The Panic of 2002
Patrick J. Buchanan
July 25 2002
Since President Bush took the oath, the Dow Jones has fallen over 30 percent, the Nasdaq 75 percent. In Sunday's New York Times, Seth Feaster, using a much broader index, has even more jolting news.
The Wilshire 5000, writes Feaster, tracks "every publicly traded U.S. company. The Wilshire hit its ceiling on March 24, 2000. Since then, the market has lost more than $7 trillion in value and shed more than 1,000 companies."
Forty-one percent of the value of all publicly traded stocks in the United States has disappeared in 28 months!
In echo of Herbert Hoover, Alan Greenspan assures us the U.S. economy remains "fundamentally sound." And any comparison with 1929 does seem absurd, when we consider that the U.S. economy is still growing, though at a slower pace than the blazing 6 percent of the first quarter.

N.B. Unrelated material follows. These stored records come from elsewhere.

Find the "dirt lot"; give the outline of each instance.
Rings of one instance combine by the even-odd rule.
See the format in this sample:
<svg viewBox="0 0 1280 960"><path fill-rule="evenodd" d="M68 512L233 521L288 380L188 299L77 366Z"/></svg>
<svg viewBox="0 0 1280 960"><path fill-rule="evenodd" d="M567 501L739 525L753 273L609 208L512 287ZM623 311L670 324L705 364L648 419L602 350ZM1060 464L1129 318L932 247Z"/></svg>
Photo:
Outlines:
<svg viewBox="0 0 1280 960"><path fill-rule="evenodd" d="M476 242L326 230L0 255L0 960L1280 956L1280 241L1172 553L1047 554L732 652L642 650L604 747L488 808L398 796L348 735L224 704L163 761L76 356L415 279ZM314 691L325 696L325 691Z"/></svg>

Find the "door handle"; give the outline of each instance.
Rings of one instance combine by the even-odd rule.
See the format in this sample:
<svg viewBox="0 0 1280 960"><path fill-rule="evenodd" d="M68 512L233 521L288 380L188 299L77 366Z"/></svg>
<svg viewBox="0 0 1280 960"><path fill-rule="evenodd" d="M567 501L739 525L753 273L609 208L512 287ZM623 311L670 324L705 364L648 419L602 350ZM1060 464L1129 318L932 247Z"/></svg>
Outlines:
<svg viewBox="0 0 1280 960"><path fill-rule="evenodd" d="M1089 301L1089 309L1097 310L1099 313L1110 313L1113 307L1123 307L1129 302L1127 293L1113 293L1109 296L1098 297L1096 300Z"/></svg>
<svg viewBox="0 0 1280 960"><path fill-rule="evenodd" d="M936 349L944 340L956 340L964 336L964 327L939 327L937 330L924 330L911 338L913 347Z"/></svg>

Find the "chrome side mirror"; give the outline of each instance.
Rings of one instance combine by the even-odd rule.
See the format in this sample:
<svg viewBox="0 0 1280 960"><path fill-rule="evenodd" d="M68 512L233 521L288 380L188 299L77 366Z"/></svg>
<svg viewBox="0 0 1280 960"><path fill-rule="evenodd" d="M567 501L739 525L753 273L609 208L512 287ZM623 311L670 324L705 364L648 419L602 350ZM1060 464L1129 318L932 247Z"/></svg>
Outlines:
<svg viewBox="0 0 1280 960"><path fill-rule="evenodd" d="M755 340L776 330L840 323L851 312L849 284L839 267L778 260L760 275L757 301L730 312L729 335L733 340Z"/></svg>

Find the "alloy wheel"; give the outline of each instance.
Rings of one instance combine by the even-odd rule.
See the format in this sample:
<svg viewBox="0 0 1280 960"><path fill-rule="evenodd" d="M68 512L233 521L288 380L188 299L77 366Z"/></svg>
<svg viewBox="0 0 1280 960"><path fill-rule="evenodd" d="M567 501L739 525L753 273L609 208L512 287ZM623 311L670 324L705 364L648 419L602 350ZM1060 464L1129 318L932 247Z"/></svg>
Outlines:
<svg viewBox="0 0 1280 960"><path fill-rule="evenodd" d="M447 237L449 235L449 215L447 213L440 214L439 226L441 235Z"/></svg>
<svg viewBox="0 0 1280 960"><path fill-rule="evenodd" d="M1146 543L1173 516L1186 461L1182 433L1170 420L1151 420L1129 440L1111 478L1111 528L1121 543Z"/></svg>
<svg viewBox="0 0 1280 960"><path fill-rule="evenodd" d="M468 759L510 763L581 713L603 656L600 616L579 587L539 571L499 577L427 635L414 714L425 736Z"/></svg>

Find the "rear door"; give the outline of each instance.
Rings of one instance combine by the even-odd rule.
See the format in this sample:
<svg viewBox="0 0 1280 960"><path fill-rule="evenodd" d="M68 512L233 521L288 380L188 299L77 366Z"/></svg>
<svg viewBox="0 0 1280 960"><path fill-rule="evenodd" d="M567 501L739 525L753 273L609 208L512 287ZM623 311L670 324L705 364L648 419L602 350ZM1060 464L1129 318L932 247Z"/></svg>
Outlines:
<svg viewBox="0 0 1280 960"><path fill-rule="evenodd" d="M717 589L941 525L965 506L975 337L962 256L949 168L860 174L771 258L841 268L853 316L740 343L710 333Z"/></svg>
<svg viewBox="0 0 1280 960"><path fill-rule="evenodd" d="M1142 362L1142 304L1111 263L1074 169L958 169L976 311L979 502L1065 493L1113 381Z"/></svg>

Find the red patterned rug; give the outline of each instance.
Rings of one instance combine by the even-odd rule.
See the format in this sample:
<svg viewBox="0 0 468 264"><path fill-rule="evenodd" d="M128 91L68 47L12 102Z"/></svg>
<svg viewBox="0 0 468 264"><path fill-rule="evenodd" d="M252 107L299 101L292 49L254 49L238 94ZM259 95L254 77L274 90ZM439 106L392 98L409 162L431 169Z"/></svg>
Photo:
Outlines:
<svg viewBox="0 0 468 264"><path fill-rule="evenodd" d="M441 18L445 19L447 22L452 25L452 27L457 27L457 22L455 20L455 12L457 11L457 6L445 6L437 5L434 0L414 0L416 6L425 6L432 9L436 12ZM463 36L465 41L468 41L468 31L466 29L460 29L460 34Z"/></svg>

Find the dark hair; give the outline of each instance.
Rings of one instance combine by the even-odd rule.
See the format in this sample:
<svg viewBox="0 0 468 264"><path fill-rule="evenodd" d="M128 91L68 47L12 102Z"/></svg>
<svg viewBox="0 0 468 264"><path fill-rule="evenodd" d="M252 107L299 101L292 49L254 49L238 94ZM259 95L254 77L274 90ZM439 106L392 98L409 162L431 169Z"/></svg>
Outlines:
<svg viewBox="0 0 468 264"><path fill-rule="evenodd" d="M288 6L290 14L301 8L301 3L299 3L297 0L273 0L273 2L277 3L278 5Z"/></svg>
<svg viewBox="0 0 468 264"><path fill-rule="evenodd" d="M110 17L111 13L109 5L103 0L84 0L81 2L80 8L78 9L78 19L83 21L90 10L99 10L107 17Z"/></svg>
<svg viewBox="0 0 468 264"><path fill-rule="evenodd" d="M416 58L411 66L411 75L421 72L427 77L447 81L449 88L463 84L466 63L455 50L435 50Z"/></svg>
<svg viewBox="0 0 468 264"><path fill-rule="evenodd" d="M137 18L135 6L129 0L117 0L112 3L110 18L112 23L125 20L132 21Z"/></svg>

Yet, such horrific losses for that half of America that has its savings, hopes and dreams invested in stocks cannot help but deeply wound the larger economy. Folks may continue buying food, clothes and gasoline, but the sickening losses from the Panic of 2002 must affect the plans of millions for vacations, new homes and new cars. And the consequences are going to be global, for in Europe and Asia the losses match those in the United States.
Among the first casualties are the troubadours of the New Economy, who dismissed as Chicken Littles those of us who warned of a "bubble market." They should probably disappear for a decent interval. Not a few are headed into the history books alongside the late, great Professor Irving Fisher of Yale, who declared on Oct. 17, 1929, "Stocks have reached what looks like a permanently high plateau."
House Republicans are now at risk. Recall: Ronald Reagan lost two dozen House seats in 1982, when his tax cuts had not yet taken effect and the economy had not recovered from the damage done by the 21 percent interest rates and 13 percent inflation of the Carter era. We are only 15 weeks away from the 2002 elections, and the economic numbers coming out before November are unlikely to be wildly positive.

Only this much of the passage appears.